I was reading a new study from LPL Financial, “Cultivating the Next Generation” about how important it is for Financial Advisors to include children of current clients in their outreach efforts. In many cases, these children don’t have enough assets to make it worthwhile to the advisor, but as the piece points out, they probably will at some point, and you’ll be making your current client happy. So why don’t 50% of Advisors do it? Shortsightedness, I guess. The solution? Influencing the influencers.
When I was in charge of marketing retirement solutions at Morgan Stanley, we knew that all our marketing efforts were aimed at two different targets. First, we had to convince the FA that they should pay attention to whatever product we were marketing, and then to pass that information along to their client. A classic B-to-B-to-C model – with a twist. We were dealing not so much with indifference, but with outright reluctance. Advisors were more interested in shorter-sell activities like recommending equity transactions. Retirement, while important, was a long-sell and sometimes complicated. So we not only had to understand what levers we needed to press with our investor clients, but what we needed to do to convince the advisors.
One year, we did some research and realized that if all eligible clients contributed the annual maximum to their IRA accounts, we were looking at an aggregate increase in AUM well into the billions. But on a client-by-client basis, it was small potatoes – too small in fact for FAs to even get paid a commission. So we had ourselves a dilemma – how to convince FAs to market IRAs to their clients when they weren’t getting paid a cent to do it.

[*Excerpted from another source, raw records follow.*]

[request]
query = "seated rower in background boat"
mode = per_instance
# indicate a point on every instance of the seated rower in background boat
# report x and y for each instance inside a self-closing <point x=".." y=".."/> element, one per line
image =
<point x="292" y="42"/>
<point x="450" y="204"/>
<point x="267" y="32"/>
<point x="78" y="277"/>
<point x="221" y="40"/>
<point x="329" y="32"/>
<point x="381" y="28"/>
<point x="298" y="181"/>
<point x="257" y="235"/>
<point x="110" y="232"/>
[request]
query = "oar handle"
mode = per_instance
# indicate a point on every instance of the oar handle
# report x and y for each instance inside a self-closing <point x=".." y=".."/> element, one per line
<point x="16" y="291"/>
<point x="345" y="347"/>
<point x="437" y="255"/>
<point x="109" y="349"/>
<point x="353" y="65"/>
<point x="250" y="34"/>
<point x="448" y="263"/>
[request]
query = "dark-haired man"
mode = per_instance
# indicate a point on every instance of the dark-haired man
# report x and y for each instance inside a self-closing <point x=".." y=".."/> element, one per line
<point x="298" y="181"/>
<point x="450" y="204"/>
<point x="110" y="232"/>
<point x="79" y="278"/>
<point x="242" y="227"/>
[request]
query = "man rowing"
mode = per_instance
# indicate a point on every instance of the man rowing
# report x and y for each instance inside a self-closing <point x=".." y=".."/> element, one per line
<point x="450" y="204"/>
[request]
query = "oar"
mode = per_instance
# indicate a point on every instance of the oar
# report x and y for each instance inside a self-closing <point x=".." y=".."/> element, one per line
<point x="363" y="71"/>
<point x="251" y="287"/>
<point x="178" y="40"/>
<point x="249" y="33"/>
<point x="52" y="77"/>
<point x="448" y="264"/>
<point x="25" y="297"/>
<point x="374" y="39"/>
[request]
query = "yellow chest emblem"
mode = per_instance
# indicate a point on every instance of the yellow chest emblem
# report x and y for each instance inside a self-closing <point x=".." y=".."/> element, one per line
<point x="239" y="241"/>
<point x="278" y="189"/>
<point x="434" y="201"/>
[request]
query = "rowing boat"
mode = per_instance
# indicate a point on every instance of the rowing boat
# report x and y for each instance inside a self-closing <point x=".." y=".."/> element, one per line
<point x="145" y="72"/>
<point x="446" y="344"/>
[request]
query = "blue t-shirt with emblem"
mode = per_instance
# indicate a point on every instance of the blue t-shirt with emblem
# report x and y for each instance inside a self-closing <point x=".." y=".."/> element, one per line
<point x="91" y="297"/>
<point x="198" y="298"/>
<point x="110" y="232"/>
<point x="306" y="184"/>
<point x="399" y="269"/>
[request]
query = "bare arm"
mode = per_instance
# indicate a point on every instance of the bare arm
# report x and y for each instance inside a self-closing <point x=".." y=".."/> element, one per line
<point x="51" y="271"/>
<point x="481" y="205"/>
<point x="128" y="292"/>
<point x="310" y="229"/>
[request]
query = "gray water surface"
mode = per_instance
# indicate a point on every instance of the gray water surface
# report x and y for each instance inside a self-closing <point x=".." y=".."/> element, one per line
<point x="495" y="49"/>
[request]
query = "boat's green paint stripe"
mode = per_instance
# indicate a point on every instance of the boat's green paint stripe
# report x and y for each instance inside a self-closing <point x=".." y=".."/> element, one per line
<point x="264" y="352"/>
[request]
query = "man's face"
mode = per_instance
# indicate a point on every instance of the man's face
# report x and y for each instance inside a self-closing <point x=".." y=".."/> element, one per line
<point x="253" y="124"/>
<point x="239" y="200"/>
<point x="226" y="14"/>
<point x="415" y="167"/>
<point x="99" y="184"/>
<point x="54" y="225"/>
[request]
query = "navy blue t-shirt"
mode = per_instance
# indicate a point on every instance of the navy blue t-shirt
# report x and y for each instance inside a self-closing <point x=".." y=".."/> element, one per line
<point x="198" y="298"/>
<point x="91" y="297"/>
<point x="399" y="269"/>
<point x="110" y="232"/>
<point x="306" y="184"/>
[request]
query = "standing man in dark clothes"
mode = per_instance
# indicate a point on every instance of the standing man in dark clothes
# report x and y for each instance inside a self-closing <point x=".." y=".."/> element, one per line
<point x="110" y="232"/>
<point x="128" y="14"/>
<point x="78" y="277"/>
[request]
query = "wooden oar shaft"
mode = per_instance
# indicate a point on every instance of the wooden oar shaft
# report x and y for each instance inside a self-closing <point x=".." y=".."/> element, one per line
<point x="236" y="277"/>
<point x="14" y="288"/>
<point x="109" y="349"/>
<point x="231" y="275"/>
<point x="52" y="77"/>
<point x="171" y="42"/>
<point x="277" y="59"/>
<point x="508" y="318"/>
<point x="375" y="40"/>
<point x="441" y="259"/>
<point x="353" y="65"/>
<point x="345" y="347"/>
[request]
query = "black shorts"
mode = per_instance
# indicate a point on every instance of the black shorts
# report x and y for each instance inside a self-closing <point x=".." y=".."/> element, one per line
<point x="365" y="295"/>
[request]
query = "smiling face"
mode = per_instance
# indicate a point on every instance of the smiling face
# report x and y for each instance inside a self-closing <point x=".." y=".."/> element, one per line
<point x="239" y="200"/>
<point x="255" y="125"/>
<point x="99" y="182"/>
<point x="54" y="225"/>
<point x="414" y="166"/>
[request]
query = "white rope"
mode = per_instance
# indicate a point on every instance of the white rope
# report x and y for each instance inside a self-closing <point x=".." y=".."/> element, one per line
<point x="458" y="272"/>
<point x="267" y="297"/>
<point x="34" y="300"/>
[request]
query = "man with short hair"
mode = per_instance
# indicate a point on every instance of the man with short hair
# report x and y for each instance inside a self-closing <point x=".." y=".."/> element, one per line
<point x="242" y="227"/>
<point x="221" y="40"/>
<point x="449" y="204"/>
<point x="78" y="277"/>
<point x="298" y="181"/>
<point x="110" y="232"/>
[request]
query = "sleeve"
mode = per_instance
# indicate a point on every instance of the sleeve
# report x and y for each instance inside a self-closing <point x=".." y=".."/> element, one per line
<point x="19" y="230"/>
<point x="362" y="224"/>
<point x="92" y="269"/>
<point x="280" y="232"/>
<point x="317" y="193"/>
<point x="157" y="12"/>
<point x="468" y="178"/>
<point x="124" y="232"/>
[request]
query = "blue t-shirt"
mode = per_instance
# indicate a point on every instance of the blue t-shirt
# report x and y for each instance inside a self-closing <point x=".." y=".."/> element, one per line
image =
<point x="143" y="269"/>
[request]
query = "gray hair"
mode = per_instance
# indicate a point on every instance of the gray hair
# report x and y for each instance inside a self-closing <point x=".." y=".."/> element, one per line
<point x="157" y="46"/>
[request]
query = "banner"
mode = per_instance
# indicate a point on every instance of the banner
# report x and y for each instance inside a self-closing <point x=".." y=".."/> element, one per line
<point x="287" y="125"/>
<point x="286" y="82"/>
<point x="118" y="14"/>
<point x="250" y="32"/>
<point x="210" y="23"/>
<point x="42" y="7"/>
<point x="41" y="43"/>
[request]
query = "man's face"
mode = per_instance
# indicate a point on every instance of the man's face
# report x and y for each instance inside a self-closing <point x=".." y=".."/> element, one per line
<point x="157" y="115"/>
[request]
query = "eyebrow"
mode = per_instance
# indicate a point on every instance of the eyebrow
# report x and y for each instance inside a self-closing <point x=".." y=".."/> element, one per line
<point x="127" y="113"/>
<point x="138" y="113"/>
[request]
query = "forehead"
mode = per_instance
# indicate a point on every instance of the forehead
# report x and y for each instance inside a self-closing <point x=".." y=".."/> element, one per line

Now, I should stop to say that almost all FAs really do have their client’s best interests at heart, but also like to be paid.
We came up with a solution that brought a huge increase in retirement assets and had our FAs thanking us in the process. You can read about it in this case study, but in a nutshell, we reached out directly to clients with a letter – over the FA’s digitized signature – encouraging clients to use the handy-dandy attached coupon to make their annual contribution. You can read the case study to see how it went, but here’s the upshot – we increased contributions from $1.7 million to $49 million. In one year.
What’s the lesson, and how does it apply to the generational investing dilemma in the LPL article? It’s basic marketing – understand what motivates your audience; determine their needs; solve their problem and make it incredibly easy to act.